There is one more issue involved in the realization of column-level TTL functionality to the ground.It's how to efficiently discover which columns under which partitions are capable of column-level TTL.

 

The LAS team has developed a column-level bloodline analysis tool that supports rapid analysis of table history partition queries, and then automatically recommends columns that can perform column-level TTL and the corresponding TTL time, for example, if a certain table column A had basically no user queries 90 days ago, then column A can be TTL in the history partition 90 days ago; Column B 120 For example, if a table column A has no user query 90 days ago, then column A in the history partition 90 days ago can be TTL; Column B 120 days ago has no user query, so it can be TTL at column level.

 

Column-level TTL is mainly used in ByteDance for historical low-optimization data cleanup, cleanup of large JSON, large MAP type fields, or data cleanup of detailed logs.

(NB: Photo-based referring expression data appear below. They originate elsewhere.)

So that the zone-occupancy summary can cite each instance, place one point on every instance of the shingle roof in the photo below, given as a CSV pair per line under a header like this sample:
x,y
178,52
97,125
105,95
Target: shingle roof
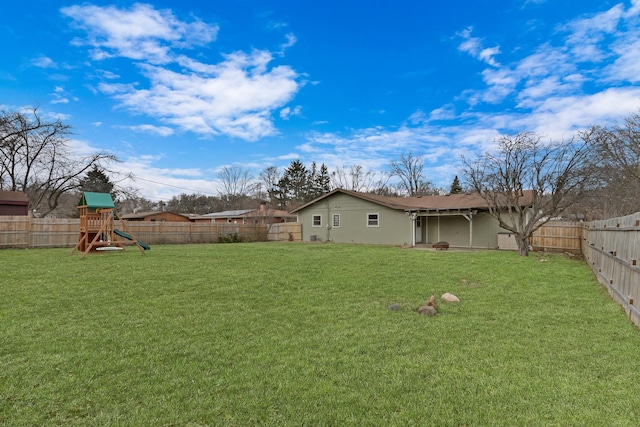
x,y
16,197
228,214
96,200
438,202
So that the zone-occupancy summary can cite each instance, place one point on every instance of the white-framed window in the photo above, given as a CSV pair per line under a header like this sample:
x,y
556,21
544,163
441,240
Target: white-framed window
x,y
373,219
336,221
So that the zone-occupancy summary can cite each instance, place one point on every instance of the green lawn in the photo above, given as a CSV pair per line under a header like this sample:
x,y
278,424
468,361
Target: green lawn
x,y
297,334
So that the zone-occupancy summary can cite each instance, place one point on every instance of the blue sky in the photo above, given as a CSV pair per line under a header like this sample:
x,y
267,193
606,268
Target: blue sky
x,y
179,90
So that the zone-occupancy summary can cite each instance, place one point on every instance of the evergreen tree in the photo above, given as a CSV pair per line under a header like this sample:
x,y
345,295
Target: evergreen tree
x,y
456,188
97,181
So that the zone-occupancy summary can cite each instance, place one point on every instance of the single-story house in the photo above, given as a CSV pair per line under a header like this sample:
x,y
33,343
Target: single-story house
x,y
263,215
14,203
160,216
346,216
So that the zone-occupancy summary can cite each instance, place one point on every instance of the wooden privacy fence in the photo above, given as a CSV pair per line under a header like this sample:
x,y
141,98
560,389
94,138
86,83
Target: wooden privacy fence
x,y
28,232
558,236
612,249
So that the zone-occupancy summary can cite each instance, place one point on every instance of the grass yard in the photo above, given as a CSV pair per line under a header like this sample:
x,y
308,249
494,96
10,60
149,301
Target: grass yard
x,y
301,334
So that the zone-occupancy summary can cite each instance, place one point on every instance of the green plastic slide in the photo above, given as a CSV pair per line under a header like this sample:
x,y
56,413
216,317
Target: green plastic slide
x,y
128,237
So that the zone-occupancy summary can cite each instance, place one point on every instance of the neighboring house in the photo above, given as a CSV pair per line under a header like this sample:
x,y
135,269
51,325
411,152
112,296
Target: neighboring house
x,y
263,215
345,216
160,216
13,203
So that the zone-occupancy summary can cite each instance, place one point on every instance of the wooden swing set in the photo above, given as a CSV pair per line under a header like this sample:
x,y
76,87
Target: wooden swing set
x,y
97,226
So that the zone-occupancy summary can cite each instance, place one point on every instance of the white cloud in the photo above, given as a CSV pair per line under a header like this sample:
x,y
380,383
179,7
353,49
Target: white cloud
x,y
157,130
140,32
287,112
234,97
44,62
473,46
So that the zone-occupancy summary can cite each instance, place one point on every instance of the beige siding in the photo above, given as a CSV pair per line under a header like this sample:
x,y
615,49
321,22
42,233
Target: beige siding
x,y
394,226
454,229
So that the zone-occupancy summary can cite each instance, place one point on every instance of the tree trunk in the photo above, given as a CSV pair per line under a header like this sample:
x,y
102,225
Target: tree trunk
x,y
523,245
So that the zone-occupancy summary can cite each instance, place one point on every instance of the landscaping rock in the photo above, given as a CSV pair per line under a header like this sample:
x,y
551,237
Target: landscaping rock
x,y
427,310
447,297
432,302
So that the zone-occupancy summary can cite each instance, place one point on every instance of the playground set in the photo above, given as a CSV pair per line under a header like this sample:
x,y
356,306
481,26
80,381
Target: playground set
x,y
97,226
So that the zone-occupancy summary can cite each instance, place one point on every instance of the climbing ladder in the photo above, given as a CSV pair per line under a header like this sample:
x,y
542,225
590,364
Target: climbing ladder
x,y
97,226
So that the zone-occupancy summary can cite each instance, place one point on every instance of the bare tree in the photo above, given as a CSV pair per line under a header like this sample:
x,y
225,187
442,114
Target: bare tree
x,y
236,184
527,182
35,157
410,170
355,178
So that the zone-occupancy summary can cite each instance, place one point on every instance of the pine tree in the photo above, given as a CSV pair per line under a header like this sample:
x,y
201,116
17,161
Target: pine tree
x,y
97,181
456,188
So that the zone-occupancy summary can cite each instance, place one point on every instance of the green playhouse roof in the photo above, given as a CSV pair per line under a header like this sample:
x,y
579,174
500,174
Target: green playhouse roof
x,y
96,200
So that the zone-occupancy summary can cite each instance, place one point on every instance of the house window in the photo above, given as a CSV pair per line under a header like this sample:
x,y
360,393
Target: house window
x,y
373,220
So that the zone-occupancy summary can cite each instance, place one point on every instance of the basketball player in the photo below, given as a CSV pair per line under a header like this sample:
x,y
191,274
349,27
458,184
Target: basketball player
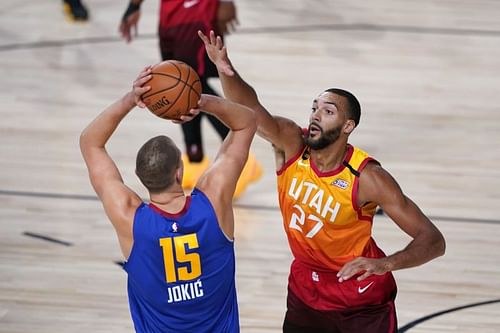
x,y
340,280
178,25
178,249
75,10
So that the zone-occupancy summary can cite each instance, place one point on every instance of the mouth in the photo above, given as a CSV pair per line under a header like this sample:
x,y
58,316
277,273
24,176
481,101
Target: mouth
x,y
314,130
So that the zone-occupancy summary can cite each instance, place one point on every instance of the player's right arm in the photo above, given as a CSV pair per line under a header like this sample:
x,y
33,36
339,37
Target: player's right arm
x,y
283,133
219,181
130,20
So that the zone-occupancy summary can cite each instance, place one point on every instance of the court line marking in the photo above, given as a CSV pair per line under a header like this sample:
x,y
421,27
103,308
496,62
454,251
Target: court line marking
x,y
236,205
363,27
47,238
440,313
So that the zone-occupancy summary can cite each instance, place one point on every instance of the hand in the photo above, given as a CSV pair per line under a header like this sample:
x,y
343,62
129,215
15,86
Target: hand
x,y
226,17
369,266
217,52
129,23
138,88
185,118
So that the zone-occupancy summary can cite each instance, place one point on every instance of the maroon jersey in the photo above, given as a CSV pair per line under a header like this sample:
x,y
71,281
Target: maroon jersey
x,y
180,21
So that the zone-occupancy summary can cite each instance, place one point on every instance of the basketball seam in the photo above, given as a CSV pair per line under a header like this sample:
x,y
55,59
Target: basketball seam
x,y
181,92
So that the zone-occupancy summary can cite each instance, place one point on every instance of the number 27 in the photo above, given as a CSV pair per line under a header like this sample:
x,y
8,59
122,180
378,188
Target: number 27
x,y
297,222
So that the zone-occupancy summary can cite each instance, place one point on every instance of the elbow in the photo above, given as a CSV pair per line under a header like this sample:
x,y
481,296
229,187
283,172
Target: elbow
x,y
442,246
439,244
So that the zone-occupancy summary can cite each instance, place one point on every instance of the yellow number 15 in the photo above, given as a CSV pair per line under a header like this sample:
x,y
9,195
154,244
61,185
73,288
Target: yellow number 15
x,y
173,269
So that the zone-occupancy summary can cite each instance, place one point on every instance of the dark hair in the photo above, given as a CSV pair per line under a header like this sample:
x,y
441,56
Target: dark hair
x,y
354,111
157,162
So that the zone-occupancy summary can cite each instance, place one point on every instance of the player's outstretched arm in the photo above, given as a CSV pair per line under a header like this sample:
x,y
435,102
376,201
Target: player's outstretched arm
x,y
219,181
283,133
118,200
377,185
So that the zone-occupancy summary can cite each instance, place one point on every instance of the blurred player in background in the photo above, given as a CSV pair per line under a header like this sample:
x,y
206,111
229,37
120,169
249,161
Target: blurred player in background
x,y
179,23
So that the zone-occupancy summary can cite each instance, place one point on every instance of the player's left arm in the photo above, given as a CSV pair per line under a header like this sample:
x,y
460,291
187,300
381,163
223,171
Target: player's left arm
x,y
378,186
118,200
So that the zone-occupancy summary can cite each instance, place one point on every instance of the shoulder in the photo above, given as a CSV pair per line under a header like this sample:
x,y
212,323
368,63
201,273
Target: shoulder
x,y
376,184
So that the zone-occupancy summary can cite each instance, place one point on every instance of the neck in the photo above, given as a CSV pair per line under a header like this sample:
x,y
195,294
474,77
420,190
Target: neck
x,y
331,157
169,199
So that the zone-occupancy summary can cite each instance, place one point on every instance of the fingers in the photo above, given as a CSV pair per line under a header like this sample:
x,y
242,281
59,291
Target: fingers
x,y
350,269
188,117
139,87
203,37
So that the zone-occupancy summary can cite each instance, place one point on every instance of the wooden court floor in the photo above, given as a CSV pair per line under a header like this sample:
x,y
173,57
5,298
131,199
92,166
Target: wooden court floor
x,y
427,74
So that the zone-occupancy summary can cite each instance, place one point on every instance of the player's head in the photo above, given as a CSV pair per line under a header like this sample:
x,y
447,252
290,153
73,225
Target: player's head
x,y
335,114
158,164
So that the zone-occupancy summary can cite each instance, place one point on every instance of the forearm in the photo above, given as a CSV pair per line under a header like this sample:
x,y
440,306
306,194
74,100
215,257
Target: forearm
x,y
417,252
233,115
97,133
237,90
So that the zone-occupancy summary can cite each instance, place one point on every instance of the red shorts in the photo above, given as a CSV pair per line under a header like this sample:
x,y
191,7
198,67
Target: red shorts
x,y
317,300
300,318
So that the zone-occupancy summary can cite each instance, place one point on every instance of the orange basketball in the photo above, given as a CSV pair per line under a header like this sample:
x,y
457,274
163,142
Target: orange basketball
x,y
175,89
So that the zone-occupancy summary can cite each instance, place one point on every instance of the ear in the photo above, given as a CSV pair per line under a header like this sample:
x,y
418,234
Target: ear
x,y
178,175
349,126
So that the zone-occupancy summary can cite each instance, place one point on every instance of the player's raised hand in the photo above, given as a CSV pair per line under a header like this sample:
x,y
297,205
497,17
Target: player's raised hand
x,y
217,52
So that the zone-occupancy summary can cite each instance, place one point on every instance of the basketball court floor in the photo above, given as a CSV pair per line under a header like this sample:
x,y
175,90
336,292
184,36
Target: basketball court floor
x,y
427,74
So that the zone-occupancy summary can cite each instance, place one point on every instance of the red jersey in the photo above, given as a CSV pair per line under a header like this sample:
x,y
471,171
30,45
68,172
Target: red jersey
x,y
326,229
179,23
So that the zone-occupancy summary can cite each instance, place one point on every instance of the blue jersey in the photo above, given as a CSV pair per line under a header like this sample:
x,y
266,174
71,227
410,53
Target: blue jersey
x,y
181,271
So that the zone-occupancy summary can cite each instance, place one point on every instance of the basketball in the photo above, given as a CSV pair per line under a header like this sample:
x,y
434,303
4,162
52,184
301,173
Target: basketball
x,y
175,89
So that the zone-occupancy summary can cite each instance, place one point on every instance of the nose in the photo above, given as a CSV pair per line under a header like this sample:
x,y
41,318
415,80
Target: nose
x,y
316,115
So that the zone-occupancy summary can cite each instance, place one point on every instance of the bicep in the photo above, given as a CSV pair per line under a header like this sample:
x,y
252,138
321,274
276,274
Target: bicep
x,y
378,186
118,200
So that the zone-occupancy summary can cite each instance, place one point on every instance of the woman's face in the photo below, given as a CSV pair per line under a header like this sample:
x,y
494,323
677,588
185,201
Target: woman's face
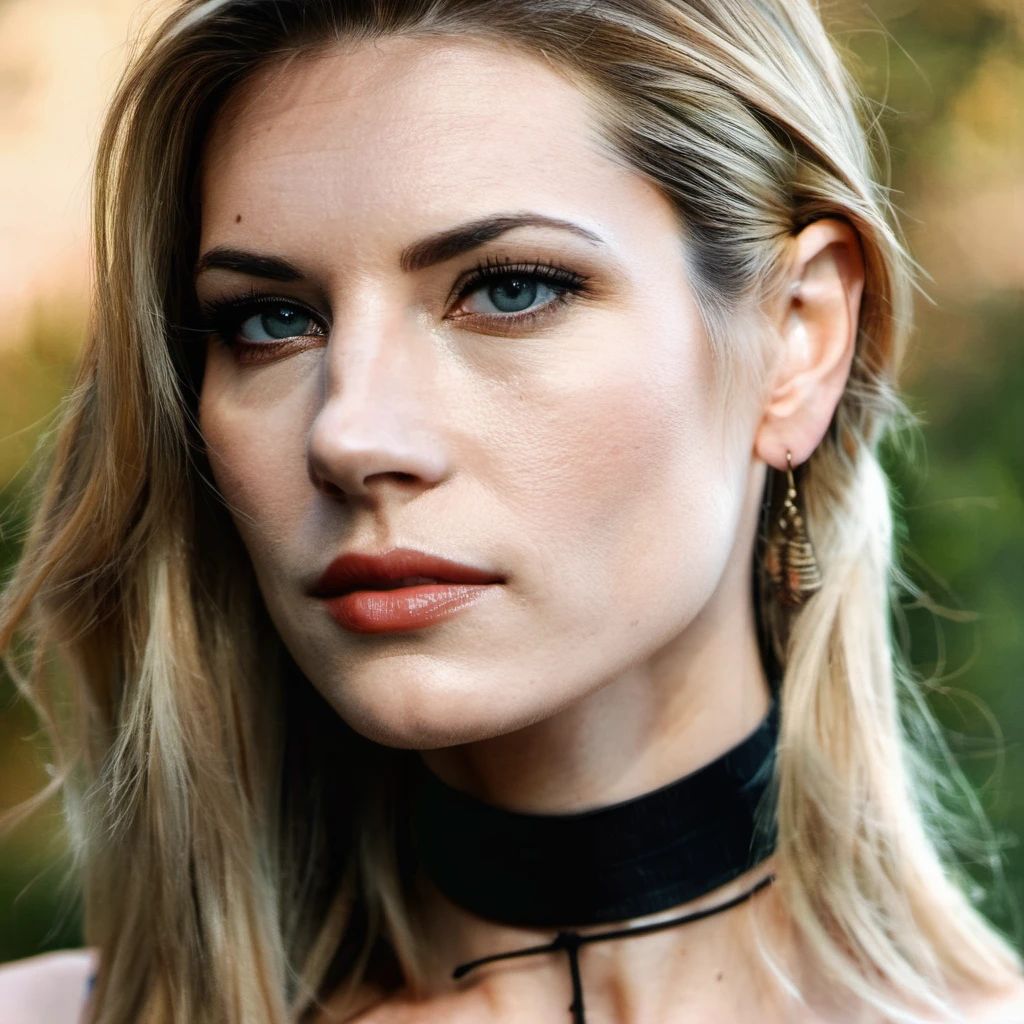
x,y
558,432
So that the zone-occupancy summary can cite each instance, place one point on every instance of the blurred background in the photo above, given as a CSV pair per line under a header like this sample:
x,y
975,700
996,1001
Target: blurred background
x,y
947,80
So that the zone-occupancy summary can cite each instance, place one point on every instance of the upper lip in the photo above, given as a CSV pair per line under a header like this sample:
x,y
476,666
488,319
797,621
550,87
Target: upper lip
x,y
356,569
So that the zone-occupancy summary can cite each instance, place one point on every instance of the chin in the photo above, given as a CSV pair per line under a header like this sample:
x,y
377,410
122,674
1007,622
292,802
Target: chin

This feature has already cleaned up a large amount of useless historical data for the company and freed up a large storage space.

 

Combined with ByteDance's own experience, Volcano Engine Numerical Intelligence Platform VeDI continues to optimize and refactor Parquet, an open source technology, to further improve performance and take into account storage costs. In the future, VeDI will continue to provide more users with high-quality data technology services and help enterprises realize digital transformation by virtue of its excellent technical capabilities and rich industry experience.